Tapi belum sempat keduanya saling maju, Eros yang sudah berdiri langsung saja bergerak melerai. "Di luar banyak orang, kalo sampe kalian berantem, pasti kita bakal di angkut ke bk."
Benar juga ...
Ucapan Eros bukan hanya tipuan, tapi mereka-mereka ini pasti juga akan berfikir demikian. Dan apa yang di katakan Eros akan menjadi kenyataan jika terus di mulai.

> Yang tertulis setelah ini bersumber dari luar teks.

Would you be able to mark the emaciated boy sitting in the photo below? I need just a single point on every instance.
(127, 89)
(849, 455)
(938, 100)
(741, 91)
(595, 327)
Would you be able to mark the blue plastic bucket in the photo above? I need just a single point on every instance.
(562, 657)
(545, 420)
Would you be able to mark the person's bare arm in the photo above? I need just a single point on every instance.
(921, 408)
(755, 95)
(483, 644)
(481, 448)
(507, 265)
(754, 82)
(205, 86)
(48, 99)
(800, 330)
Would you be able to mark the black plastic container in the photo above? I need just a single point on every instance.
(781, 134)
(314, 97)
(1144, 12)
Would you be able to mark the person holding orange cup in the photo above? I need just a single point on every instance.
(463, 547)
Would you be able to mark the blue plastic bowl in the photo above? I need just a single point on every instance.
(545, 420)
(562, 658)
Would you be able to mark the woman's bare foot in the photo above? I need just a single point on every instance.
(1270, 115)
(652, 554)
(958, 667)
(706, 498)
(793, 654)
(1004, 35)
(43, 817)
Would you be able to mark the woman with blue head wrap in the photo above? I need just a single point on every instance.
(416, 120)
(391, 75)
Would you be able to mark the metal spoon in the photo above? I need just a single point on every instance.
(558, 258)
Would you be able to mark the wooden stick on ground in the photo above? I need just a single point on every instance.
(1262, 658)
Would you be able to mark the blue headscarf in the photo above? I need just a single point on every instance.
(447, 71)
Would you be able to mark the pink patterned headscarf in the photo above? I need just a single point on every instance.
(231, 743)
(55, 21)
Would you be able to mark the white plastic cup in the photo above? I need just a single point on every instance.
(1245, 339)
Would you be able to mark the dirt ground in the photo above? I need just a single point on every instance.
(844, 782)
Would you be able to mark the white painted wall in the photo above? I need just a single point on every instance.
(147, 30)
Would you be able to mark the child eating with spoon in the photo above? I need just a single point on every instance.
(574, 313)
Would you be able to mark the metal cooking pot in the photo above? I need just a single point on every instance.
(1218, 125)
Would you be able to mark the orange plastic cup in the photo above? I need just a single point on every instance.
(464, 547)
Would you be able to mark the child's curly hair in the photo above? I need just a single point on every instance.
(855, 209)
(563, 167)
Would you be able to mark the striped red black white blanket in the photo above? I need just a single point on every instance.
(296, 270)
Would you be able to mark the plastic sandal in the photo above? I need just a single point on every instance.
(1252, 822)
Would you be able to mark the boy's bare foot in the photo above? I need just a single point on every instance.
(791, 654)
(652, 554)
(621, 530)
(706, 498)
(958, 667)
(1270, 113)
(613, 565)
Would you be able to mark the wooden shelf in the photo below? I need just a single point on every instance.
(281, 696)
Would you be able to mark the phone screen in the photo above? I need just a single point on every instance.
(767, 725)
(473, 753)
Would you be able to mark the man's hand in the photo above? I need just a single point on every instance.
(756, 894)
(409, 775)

Semua orang terdiam, tapi masih saling menatap penuh kebencian satu sama lain.
"Tapi dia udah pukul lo lhoh Ros," sahut Rio merasa masih tidak terima. Apalagi saat melihat darah segar yang keluar dari sudut bibir Eros itu.
Eros menggeleng pelan, Lalu bergerak maju melangkah menghampiri Rio juga Aden di sana. "Biarin aja,"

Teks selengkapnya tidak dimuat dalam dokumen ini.